Choosing your armor requires a lot of effort and research, especially when it comes to satisfying historical and authenticity standards of this movement. Many fighters choose their armor by appearance, personal preference and financial possibility. Armor should be picked carefully, regarding time period, region, social status, safety and practicality.

The HMBIA News reporter asked Milica Kovačević, the head of the Authenticity Committee, to explain by what criteria you can form your armor kit and what sources are better to use to do it right!

According to Milica, deciding on the period, the Authenticity Committee standards allows mixing equipment in 50 years span, which is quite loose and can be easily misinterpreted. Even changing allowed time span to 30 years variations can be tricky. It would be the safest to focus on a set of specific narrow timeframe and follow up existing historical documented kits.

The region defines more things than the geographical position itself. It also determines specific culture. As you know, there are distinctive differences between central European, eastern European, Asian armor groups of the same period, even within these mentioned groups. Do not mix armor parts of different regions in one set. Mix of such kits is allowed due to safety reasons, only if there are no preserved sources for specific armor protective parts, in which case the parts of armor that stand out must be hidden. Follow the HMBIA Authenticity Committee Rules and Regulations published documents where such examples and cases are mentioned.

The topic of not mixing different social status armor parts in one kit is slightly mentioned in the Armor surface document, where we mentioned not to mix expensive and luxury armor pieces out of their context. This refers mostly to late medieval armors that come as sets. Sources for them are very well preserved and if anyone decides to go for such unconventional choice in buhurt, they have perfectly preserved originals to base their armor on.

The combat component of this sport makes some of the historical source armors not practical for use in buhurt. Very often fighters’ prefer a comfort element over a typical historical look, therefore we have an invasion of wolfrib helmet, that personally, I am not a fan, but like we said, everything is possible with plausible sources.

Even with original sources be careful in interpretation. Pay attention to details, stylisation and context when using sources. It is very hard to interpret the visual sources, especially low quality miniatures, especially to inexperienced eyes. The best advice would be to gather as many sources you can, and compare it with each other. Try combining sources from miniatures, painting and effigies and all extant pieces all together, but trying to follow region and timeframe.

If you decide to buy, collect as many pictures of the armor you want to copy and compare it with original sources, no matter what the armor manufacturer tells you!

After deciding what kind of armor you want, providing relevant sources, consult the Authenticity Committee Officers to be certain, especially if you pick some unusual or customised kit.

Where to start with research?

Effigies and brasses 

Collection of images and links of medieval monumental tombs mostly focused on XII – XV century Europe. It has a lot of examples of historical time frame kits. But be careful when interpreting XIX century drawings of effigies! Even though it’s a great source for medieval armor, some dating on the website is wrong, so just to be certain, double check !
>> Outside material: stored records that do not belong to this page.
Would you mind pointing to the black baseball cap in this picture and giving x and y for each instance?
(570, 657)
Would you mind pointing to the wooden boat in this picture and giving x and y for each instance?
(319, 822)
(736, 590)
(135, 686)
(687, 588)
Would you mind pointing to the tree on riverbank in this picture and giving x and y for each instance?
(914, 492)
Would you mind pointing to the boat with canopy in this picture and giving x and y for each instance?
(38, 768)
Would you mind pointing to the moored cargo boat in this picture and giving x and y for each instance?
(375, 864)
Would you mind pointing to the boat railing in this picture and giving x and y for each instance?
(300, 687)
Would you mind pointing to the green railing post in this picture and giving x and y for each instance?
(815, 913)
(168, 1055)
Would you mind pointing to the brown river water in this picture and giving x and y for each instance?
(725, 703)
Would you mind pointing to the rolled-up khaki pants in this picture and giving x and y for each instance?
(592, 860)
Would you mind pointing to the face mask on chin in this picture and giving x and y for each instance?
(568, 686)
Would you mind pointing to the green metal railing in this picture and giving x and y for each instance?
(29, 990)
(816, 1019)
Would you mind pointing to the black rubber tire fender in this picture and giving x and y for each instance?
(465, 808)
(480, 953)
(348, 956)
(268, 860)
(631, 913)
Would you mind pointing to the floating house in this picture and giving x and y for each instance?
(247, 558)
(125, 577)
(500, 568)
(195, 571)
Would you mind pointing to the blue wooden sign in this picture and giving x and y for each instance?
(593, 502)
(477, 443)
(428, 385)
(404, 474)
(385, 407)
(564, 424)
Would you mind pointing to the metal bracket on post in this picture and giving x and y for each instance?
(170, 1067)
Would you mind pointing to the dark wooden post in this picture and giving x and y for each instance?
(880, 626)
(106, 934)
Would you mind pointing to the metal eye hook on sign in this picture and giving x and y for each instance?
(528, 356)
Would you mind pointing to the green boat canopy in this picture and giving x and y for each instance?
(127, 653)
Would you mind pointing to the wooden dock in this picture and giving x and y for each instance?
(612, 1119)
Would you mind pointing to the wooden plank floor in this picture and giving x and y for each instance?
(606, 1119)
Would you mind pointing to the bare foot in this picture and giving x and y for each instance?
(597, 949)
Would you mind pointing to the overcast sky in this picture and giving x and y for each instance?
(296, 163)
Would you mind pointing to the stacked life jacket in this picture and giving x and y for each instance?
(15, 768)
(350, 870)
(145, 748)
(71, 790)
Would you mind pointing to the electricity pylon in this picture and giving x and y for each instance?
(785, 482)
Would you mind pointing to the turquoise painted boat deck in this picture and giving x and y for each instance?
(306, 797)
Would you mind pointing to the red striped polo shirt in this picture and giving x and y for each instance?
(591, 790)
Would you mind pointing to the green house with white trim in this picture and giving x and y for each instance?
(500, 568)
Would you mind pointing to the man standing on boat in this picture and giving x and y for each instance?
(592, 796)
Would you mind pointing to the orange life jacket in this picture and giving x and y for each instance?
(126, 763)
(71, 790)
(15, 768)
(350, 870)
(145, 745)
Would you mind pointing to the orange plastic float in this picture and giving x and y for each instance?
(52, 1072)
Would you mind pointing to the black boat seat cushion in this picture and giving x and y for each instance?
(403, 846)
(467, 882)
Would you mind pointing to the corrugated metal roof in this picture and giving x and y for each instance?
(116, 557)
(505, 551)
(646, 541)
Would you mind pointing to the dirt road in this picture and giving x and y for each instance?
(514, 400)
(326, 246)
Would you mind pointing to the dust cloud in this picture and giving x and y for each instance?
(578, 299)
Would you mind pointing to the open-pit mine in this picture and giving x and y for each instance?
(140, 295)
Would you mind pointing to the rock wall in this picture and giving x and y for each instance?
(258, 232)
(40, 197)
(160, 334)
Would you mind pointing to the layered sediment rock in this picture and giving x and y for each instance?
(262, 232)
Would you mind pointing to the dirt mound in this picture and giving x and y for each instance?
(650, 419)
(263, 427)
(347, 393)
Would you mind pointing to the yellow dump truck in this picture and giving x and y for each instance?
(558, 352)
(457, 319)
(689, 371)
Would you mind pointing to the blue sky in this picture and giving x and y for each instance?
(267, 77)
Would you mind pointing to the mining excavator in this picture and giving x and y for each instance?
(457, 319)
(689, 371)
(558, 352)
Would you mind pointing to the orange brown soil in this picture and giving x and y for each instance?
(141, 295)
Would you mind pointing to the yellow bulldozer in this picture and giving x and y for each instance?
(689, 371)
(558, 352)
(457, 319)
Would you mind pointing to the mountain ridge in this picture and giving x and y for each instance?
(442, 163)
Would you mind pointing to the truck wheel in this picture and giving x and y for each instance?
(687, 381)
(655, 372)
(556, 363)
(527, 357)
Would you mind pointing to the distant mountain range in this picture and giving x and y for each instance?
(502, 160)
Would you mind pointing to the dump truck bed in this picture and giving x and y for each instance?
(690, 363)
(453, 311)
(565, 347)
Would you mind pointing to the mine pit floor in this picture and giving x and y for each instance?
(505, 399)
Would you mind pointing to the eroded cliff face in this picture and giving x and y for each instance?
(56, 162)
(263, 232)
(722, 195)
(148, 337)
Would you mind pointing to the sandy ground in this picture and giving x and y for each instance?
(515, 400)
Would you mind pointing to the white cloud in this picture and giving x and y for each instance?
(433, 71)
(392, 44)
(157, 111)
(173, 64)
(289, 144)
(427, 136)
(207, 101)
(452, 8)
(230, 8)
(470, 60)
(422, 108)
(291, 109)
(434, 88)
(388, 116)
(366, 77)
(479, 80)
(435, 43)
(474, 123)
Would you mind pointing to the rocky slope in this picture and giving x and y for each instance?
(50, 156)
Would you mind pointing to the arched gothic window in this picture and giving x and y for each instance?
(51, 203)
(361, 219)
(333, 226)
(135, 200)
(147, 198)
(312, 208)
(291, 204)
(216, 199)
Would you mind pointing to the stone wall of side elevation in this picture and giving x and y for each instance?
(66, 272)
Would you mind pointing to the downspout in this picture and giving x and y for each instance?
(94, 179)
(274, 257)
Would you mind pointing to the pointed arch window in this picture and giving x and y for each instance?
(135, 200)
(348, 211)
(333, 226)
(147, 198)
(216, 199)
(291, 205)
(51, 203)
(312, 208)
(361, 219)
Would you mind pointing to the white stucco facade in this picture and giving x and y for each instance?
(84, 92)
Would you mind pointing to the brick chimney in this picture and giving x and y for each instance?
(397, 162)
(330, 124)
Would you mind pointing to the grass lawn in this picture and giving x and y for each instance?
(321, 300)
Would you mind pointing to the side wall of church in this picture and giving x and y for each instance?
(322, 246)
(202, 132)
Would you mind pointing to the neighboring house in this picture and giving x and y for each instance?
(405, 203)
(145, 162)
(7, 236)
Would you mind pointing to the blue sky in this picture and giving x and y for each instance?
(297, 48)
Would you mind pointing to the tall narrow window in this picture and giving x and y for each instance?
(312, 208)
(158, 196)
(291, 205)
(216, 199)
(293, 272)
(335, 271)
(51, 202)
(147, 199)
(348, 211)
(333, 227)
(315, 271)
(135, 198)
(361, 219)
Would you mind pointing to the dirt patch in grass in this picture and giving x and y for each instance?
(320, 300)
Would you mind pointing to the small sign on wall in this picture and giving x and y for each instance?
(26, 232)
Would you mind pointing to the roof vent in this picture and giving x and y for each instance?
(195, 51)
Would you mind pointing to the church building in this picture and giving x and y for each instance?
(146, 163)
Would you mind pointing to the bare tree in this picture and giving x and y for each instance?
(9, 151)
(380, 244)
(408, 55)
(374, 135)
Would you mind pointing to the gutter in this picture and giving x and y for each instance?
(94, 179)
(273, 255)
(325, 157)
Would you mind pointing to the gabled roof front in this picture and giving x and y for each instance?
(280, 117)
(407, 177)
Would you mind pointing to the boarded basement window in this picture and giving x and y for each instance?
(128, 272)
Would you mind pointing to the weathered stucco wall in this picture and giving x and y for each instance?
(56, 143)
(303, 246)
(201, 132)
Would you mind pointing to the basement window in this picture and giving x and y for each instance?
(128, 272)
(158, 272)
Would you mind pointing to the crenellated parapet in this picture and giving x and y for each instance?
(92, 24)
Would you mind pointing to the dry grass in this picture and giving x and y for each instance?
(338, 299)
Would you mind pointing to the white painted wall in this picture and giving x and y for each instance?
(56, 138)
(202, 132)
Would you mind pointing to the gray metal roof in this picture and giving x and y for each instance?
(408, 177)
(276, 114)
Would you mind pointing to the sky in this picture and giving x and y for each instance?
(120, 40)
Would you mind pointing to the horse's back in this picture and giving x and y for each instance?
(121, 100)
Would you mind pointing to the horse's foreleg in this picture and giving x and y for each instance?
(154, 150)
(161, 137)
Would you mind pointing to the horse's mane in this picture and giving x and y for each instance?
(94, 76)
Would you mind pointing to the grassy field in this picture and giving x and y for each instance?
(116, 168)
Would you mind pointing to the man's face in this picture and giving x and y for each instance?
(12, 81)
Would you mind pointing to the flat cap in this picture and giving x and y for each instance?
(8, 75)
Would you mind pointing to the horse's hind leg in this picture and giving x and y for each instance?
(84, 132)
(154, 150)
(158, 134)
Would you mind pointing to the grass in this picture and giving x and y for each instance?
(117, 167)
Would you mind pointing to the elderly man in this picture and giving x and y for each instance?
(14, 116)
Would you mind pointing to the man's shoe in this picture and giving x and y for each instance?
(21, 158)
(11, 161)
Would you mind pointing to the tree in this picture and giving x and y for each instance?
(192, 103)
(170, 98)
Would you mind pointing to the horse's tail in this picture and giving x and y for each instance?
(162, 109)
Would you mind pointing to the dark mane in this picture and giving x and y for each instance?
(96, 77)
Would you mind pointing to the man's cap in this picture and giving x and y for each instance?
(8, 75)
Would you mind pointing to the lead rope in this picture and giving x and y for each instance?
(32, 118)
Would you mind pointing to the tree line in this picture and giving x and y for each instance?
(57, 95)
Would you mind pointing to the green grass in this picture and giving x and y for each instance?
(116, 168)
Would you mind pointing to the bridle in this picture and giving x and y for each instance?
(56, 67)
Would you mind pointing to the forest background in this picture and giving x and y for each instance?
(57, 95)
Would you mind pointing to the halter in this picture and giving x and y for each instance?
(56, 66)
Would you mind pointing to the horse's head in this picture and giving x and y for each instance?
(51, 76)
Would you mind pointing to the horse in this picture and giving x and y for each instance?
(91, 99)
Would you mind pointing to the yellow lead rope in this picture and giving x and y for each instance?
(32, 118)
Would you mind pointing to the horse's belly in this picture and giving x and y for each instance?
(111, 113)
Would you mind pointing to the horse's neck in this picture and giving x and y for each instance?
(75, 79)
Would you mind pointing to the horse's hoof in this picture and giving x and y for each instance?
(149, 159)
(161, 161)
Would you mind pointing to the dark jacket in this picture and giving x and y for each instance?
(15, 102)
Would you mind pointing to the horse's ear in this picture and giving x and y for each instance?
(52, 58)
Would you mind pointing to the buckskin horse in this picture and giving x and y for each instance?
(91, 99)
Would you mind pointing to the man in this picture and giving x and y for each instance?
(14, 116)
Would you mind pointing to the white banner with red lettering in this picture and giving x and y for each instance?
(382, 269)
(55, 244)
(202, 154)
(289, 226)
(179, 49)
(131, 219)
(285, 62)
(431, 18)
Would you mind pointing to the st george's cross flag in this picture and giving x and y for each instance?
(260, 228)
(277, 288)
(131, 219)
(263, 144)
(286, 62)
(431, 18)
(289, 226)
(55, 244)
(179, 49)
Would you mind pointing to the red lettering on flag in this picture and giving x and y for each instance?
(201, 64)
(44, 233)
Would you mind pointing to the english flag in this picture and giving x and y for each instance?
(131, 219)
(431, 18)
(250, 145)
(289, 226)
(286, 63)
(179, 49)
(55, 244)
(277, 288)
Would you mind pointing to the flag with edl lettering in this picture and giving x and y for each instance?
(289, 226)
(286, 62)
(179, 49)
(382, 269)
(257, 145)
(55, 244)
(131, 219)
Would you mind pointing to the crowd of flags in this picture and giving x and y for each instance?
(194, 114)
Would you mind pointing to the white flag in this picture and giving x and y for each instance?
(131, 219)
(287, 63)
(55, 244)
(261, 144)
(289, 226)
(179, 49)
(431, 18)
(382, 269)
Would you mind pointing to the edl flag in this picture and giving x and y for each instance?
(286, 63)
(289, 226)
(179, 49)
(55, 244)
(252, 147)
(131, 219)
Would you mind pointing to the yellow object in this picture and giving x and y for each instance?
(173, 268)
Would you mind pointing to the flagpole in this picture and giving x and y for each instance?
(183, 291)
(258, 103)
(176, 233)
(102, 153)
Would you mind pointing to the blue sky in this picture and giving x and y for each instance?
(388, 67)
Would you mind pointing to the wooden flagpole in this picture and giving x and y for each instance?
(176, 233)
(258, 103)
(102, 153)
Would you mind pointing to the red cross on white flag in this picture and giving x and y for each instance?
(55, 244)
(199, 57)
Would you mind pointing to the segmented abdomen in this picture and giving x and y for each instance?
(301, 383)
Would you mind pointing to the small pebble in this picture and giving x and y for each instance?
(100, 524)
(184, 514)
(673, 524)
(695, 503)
Douglas W. Strong analysis on XIV century brasses and effigies regarding date ranges of specific pieces of armor and their popularity

Manuscript Miniatures is one of the best image sources available. It allows you to browse by keyword where you can easily access different documented images with sources, region and specific timeframes

Armour in Art – Items in the database range in date from 1100 to 1450 and are located throughout Europe. Content is varied – frescos, altars, stained glass, reliefs, etc.

For more advanced searches it is recommended to check websites of British Library, Bibliotheque Nationale de France, The Morgan Library, Bodleian Library , Art Institute of Chicago, The J. Paul Getty Museum

Museum repositories:

Metropolitan Museum of Art

Wallace Collection

Kunsthistorisches Museum, Vienna

Deutches Historisches Museum

Royal Armouries Collections, Leeds

Hermitage Museum

Philladelphia Museum of Art

By browsing the collections of all these museums online, you can get a lot of useful information. And visiting these stunning museums in person is an incomparable pleasure!

Create beautiful, comfortable and authentic sets of armor without forgetting about their durability and reliability!

HMBIA News thanks Milica Kovačević, the head of the HMBIA Authenticity Committee for the detailed explanations and the tremendous work that the committee is doing under her leadership for the development of the HMB sport.